Evidentemente, de nada adiantaria tanto esforço sem que se adotasse qualquer providência para que novas ações não precisem mais ser intentadas.  Anunciado pelo Governo do Estado o objetivo de atualizar os benefícios previdenciários e repactuar o passivo perante os pensionistas, judicial e extrajudicial, a Diretoria Jurídica do Rioprevidência, com o auxílio inestimável da Procuradoria Geral do Estado e da Assessoria Jurídica da Secretaria de Estado de Planejamento e Gestão, já concluiu os estudos que viabilizarão esse projeto histórico, elaborando as minutas dos instrumentos que fornecerão o respectivo arcabouço jurídico.

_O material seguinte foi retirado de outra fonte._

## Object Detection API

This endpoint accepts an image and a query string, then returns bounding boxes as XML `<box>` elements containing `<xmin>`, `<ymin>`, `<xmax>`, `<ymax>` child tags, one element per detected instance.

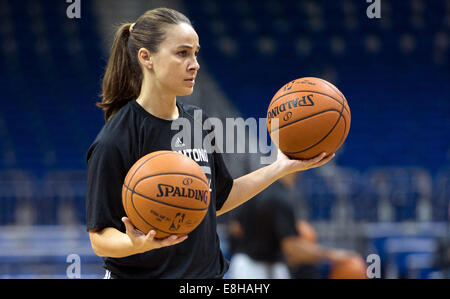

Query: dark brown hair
<box><xmin>97</xmin><ymin>8</ymin><xmax>192</xmax><ymax>121</ymax></box>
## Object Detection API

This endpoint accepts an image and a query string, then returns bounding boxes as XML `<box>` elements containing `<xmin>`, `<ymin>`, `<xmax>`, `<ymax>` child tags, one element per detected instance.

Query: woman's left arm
<box><xmin>216</xmin><ymin>150</ymin><xmax>334</xmax><ymax>216</ymax></box>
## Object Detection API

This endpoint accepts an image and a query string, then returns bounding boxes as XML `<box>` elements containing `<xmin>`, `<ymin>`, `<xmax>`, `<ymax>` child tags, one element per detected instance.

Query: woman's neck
<box><xmin>136</xmin><ymin>80</ymin><xmax>179</xmax><ymax>120</ymax></box>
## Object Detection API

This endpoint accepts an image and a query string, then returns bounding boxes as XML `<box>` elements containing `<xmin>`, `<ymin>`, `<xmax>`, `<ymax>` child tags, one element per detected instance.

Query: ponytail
<box><xmin>97</xmin><ymin>23</ymin><xmax>142</xmax><ymax>121</ymax></box>
<box><xmin>97</xmin><ymin>8</ymin><xmax>191</xmax><ymax>121</ymax></box>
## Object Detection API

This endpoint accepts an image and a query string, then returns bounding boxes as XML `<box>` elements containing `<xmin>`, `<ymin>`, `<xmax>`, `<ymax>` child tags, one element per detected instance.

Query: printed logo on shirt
<box><xmin>175</xmin><ymin>137</ymin><xmax>186</xmax><ymax>147</ymax></box>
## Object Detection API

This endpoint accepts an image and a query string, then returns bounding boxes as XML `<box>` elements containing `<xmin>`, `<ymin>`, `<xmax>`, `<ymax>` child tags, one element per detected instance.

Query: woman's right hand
<box><xmin>122</xmin><ymin>217</ymin><xmax>188</xmax><ymax>253</ymax></box>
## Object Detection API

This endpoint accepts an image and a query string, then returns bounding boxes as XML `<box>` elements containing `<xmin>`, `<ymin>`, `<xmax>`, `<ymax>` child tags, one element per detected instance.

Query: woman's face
<box><xmin>151</xmin><ymin>23</ymin><xmax>200</xmax><ymax>96</ymax></box>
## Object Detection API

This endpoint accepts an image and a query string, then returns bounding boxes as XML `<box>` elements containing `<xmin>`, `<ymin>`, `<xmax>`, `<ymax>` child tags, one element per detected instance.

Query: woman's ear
<box><xmin>138</xmin><ymin>48</ymin><xmax>153</xmax><ymax>69</ymax></box>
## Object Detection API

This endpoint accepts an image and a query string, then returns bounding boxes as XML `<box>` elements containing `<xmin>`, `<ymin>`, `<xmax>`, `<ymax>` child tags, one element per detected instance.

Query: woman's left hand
<box><xmin>275</xmin><ymin>149</ymin><xmax>335</xmax><ymax>176</ymax></box>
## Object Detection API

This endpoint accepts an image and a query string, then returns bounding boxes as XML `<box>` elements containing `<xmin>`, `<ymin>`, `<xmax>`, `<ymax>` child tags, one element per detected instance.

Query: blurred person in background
<box><xmin>228</xmin><ymin>173</ymin><xmax>356</xmax><ymax>279</ymax></box>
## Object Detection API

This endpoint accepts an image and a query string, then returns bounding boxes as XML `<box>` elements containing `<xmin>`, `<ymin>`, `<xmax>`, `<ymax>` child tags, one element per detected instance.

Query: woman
<box><xmin>86</xmin><ymin>8</ymin><xmax>333</xmax><ymax>278</ymax></box>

Até que a operação se inicie, algumas outras medidas pontuais já foram adotadas. Fornecemos lastro jurídico para a habilitação das pensões previdenciárias por morte de policiais militares que, apesar de consolidada jurisprudência do Tribunal de Justiça, ainda vinham sendo fixadas a menor ou simplesmente não eram concedidas, ficando o Tesouro obrigado a custear pensões provisórias por períodos excessivos e irrazoáveis.  Milhares de pensionistas, literalmente, terão suas pensões concedidas pelo Rioprevidência nos valores constitucional e legalmente corretos.
Mesmo com tanto a fazer nessa área, a Diretoria Jurídica do Rioprevidência não descurou das outras frentes de ação.  Daqui saiu o anteprojeto de lei de unificação dos regimes próprios de previdência do Estado, que, em calorosos e profícuos debates com notáveis integrantes dos Poderes Legislativo e Judiciário, do Ministério Público e do Tribunal de Contas do Estado, culminou na edição da Lei no 5.260/2008, diploma elogiado noutros cantos do país, que permitiu ao Estado a manutenção do Certificado de Regularidade Previdenciária, condição indispensável para o recebimento de transferências voluntárias de recursos da União.
A Diretoria Jurídica atuou, ainda, em outras questões relacionadas à transparência na gestão da autarquia.  Atendendo às normas da Lei no 3.189/99, fizemos a minuta do Decreto no 41.356/2008, que fixa os prazos de contratação e de interstício de recontratação de auditor externo independente pelo Rioprevidência – medida posteriormente estendida para todo o Poder Executivo.  Em conjunto com a Diretoria de Investimentos da autarquia, elaboramos a Portaria no 136/2008, que disciplina os procedimentos para o credenciamento e a seleção das instituições financeiras autorizadas a operar com o Rioprevidência – agora, é possível saber com clareza o que levou o Fundo a manter aplicações financeiras num ou noutro banco.
Estamos presentes, ainda, no assessoramento jurídico para as licitações (este ano, já foram mais de 40) e nas futuras operações do Rioprevidência no mercado de capitais.  Com a indispensável ajuda da Gerente de Apoio Jurídico, Dra. Cristiane Dias Carneiro, estamos trabalhando na estruturação da licitação para securitização de bem imóvel do Rioprevidência, mediante a constituição de fundo de investimento imobiliário, um projeto inédito nos regimes próprios de previdência social de todo o país.  A Diretoria Jurídica participou do programa de certificação profissional do Rioprevidência – somos quatro os profissionais certificados pela Associação Nacional dos Bancos de Investimento – ANBID (CPA-10).  E muito mais foi feito, além do que se poderia contar neste espaço.
Tudo isso tem sido possível graças à independência que vem sendo assegurada ao trabalho da Diretoria Jurídica e à confiança franqueada pela PGE, que supervisiona constantemente nossa atuação.  Tem sido gratificante fazer parte da novidade e do que, ao meu sentir, vem sendo uma verdadeira revolução na gestão da coisa pública, sem jamais perder de vista o rumo da ética, da legalidade e da transparência.  Aguardem-nos: outras inovações virão por aí.